2013年8月 秋田書店の読者プレゼント水増し問題に思う

 この事件の記事を読んで、古典落語の「井戸の茶碗」。古今亭志ん朝の語り口を思い浮かべました。
「くず屋の清兵衛さんは曲がったことが大嫌い。人呼んで『正直清兵衛』。曲がったものは見るのも嫌い。だから『キセルの雁首』や『牛の角』なんてのも嫌いなんです。」
 当事者の秋田書店や不正の告発をした担当者のコメントを聞いて、正直に生きることが、そんなにも難しいことなのか、考えてしまいました。
 本来、不正事例研究会で取り上げる類いの不正ではありませんが、本不正を告発した担当者に敬意を表して、取り上げることとしました。以下、報道されている事件の概要と、やや告発担当者よりに立った個人的なコメントです。

 

 出版社の秋田書店(東京都千代田区)の雑誌読者プレゼント業務を担当する者が、読者プレゼントを水増ししていたことを消費者庁に告発しました。同庁は秋田書店に、景品表示法違反(有利誤認)に基づく措置命令を出しました。
 例えば、「ニンテンドー DS Lite2名が当たる!」としていながら、実際に誰にも送付しないわけです。その結果、公表される当選者は架空の人物名を掲載することになるでしょう。
 担当者は水増しを止めるよう上司に訴えたものの、改善されなったとの報道もあります。
 担当者は、嘘をつくことに抵抗を感じたのか、体調を崩して休職に至ります。その後、秋田書店は同担当者を「読者プレゼント用の景品を盗んだ」として解雇します。
 これに対して、担当者は「盗んでいない」としており、両者の見解は、完全に対立しています。
 いずれが正しいかは、外部の第三者からは、なかなか判断できないでしょう。
 しかし、立場的には秋田書店の方が不利な状況にあると思います。
 なぜなら、上記の報道からは、「どちらかが誤ったことを言っている」ことは確かであり、また不正を告発した担当者は、「嘘を暴いた正直者」として評価されており、その結果、「正直者が盗みをするわけがない」「きっと『盗んだ』という罪を着せられているのだ」と世間一般が感じ取ってしまっている可能性が高いからです(秋田書店からすれば、不本意なのでしょうが)。

 

 考えてみれば、読者プレゼントに限らず、テレビやラジオなどの視聴者プレゼント等で良く耳にする「発表は発送をもってかえさせていただきます」という言い回しについて、多くの視聴者・読者は、「本当にプレゼントを贈っているのかしら?」と半信半疑で受け止めているとも考えられます。
 もちろん、多くの企画でプレゼントを実際に発送しているとは思いますが、中には秋田書店のように、不誠実極まりない出版社があることは、ある程度の想像がつくはずなのです。
 本事件の発端は、この担当者が、ある程度の想像がつく「嘘」を受容できないほどに、正直だったことに起因します。

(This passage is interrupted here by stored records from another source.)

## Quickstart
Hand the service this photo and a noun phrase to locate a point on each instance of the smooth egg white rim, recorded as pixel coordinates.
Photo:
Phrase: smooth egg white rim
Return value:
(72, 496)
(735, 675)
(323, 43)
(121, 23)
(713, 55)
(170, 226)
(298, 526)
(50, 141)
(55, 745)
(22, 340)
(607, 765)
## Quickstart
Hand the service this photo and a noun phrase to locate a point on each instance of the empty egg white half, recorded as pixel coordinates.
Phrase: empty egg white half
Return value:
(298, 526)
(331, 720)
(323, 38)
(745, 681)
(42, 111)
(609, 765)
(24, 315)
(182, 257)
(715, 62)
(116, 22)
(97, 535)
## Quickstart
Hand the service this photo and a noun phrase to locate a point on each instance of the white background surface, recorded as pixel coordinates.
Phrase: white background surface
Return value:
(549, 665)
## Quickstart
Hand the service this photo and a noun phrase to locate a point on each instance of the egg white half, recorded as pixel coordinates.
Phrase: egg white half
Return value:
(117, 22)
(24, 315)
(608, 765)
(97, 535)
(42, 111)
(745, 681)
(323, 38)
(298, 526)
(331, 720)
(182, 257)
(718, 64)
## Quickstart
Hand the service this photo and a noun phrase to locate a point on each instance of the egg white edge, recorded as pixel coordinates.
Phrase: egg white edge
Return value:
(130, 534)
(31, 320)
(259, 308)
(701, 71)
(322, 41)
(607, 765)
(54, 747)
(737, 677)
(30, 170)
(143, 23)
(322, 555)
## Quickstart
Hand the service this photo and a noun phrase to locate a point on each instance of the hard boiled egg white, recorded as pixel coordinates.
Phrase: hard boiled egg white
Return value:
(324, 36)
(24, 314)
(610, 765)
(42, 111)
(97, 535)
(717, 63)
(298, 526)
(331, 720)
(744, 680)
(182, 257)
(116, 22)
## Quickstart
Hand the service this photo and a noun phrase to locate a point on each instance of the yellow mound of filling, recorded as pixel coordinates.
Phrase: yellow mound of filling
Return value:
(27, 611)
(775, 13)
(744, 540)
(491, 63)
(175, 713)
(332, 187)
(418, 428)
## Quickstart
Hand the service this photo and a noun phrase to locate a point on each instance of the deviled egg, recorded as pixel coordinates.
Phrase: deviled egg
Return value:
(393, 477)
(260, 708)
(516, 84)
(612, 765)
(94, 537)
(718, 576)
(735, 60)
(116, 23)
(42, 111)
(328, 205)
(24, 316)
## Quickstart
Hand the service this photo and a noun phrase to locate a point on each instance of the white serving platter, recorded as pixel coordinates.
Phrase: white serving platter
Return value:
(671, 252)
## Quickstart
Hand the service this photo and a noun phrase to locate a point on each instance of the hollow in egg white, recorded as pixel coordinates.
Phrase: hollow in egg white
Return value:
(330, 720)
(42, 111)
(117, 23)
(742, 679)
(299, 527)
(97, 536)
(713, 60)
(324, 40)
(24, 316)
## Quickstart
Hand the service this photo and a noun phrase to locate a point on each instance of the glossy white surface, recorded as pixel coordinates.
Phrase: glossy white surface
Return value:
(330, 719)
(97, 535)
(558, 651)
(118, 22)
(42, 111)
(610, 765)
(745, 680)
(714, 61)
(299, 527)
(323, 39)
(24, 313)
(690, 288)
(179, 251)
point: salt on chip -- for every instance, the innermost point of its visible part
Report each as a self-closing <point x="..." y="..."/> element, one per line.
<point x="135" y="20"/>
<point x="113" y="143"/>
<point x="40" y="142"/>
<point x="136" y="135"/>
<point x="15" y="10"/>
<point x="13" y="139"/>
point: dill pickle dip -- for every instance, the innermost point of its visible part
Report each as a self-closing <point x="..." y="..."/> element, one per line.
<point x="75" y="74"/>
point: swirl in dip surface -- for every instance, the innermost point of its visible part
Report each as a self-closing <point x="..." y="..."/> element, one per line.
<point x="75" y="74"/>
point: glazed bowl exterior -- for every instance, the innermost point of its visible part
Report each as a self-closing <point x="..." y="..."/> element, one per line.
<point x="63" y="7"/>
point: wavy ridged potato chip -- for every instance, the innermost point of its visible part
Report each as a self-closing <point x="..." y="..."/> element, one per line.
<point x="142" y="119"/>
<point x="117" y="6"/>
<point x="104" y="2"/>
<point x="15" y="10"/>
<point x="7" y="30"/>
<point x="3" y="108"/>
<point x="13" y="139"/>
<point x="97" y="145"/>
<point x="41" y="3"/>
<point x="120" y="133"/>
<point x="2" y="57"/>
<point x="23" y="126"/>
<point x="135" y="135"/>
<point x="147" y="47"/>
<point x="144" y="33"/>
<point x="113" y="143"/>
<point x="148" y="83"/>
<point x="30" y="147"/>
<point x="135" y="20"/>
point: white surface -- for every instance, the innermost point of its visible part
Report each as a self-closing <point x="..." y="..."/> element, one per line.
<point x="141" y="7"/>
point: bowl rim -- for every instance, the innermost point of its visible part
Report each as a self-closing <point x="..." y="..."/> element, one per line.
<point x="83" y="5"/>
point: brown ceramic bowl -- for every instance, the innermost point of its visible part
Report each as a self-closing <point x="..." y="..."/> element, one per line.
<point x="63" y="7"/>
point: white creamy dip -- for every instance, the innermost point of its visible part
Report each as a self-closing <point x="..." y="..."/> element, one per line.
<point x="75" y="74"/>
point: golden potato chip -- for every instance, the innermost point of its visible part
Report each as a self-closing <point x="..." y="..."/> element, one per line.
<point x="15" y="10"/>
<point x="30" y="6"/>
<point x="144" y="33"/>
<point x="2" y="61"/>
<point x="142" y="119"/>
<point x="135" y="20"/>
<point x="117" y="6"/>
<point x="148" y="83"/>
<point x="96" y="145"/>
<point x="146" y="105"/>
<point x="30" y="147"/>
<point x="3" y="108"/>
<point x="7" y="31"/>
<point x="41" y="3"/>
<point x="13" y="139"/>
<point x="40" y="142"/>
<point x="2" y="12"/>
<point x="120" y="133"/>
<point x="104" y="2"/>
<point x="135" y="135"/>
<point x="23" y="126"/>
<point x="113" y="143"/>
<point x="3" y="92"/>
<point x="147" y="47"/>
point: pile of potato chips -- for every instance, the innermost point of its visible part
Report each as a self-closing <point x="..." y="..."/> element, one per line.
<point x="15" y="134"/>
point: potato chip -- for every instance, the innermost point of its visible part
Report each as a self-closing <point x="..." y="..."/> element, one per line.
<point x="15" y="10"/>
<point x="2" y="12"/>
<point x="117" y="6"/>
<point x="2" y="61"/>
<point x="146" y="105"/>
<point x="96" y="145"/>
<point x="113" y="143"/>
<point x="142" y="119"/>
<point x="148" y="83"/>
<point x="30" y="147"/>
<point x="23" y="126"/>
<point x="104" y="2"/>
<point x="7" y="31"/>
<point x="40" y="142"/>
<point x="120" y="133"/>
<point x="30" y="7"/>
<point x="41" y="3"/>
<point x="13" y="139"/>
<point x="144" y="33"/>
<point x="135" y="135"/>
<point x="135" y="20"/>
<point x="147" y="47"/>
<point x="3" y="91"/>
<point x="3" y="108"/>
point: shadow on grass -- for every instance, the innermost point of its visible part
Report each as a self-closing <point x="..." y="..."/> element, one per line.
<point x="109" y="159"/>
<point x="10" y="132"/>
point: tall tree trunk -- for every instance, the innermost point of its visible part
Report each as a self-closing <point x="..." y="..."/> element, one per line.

嘘が嫌いで嫌いで、体調を崩すほどだったのでしょう。それこそ冒頭の『正直清兵衛』に通ずるほどの正直者なのです。

 

 一方の秋田書店のホームページでは、以下のように景品類の提供の水増しを行っていたことを認めています。
「紙面上に記載された当選者数を下回る数の景品類の提供を行っていた」
 なるほど。水増しは認めています。しかし、私がもう一つ気になるのは「発表した当選者は架空だったのか?これを偽装して発表していたのか?」ということです。
 あくまで例ですが、「50名に当たる」としていながら「実際は3名にした発送しなかったことと」と、「実際は3名にしか発送していないのに、50名に発送したかのように偽装すること(架空の氏名を当選者として公表すること)」とは、その悪質さは別問題として議論されるべきでしょう。
 また、同ホームページでは、「役員以下社員一丸となって再発防止に向けて取り組んで参ります」とあります。果たして「嘘をつかない」という単純なことが、「全社一丸となって」取り組まなければならないほどの問題なのかどうか?定かでありません(揚げ足をとっているように見えるかもしれませんが、世間の注目を浴びている事件です。私のような見る人が限られたHPならいざ知らず、本公表文書は多数の人間が見ることを想定すれば、極力誤解のないように、また揚げ足をとられないように十分な校正が必要でしょう)。
 加えて、同社は「解雇の理由は、元社員が商品をほしいままに不法に窃取したことによる」としてますが、このあたりの表現も冷静さを失っているように見えてなりません。
 実際に担当者が商品を窃取している事実が確認できているならば、単に「元社員が商品を窃取した」という表現で、十分に文意は通じるはずです。これを「ほしいままに不法に窃取した」として言葉に怒気を滲ませることで、「悪いのはコイツなんだ!」と感情が先行しているように見受けられるのです。

 

 ゲスの勘ぐりになってしまうならば不本意ですが、上記の公表資料からは、秋田書店の「黙っていれば済むものを!」、「社員の足並みを乱した者は許すまじ!」「秋田書店の顔に泥を塗った担当者よ。覚悟せよ!」といった怒りを感じざるを得ないのです。
 同社は「法廷の場で事実関係を明らかにし、解雇の正当性を証明する所存です」としています。なるほど、世間一般的には、秋田書店は不利な立場にあるかもしれませんが、今後の法廷の場で、どのような事実関係が明らかになっていくのか、注目したいと思います。
 ちなみに、私も幼少の頃、「週間少年チャンピオン」はよく読んでいました。
 確か私の周りには、ジャンプやマガジンを読む友達の方が多かったですが、私は頑なに「チャンピオン」を読んでいました。その出版社だったのですねぇ。

 

 ところで、冒頭の古典落語「井戸の茶碗」の顛末です。
 正直者の清兵衛さんは、あまりにも正直すぎて、すったもんだするのですが、結局は大金を手にして関係者全員が幸せになるハッピーエンドです。この古典落語は「正直であること」を重んずる「道徳」を説いています。私も「正直者」には敬意を表しますし、幼い頃に教えてもらった「嘘つきは泥棒の始まり」という格言を未だに信じています。
 決して「正直者が馬鹿を見る」ような世の中にはなって欲しくありません。

 

 最後に秋田書店の創立者である故秋田貞夫氏のコメントが、同社のHPに掲載されていました。
 戦後間もない世情騒然とした昭和23年に「日本の子どもたちに『正義の精神』と夢の世界を取り戻し、希望を与えよう」と出版を志して、月刊誌『冒険王』を創刊して以来、少年・少女漫画誌を中心に創立の志を忘れず、出版社の使命と責任を果たすべく、努力しております。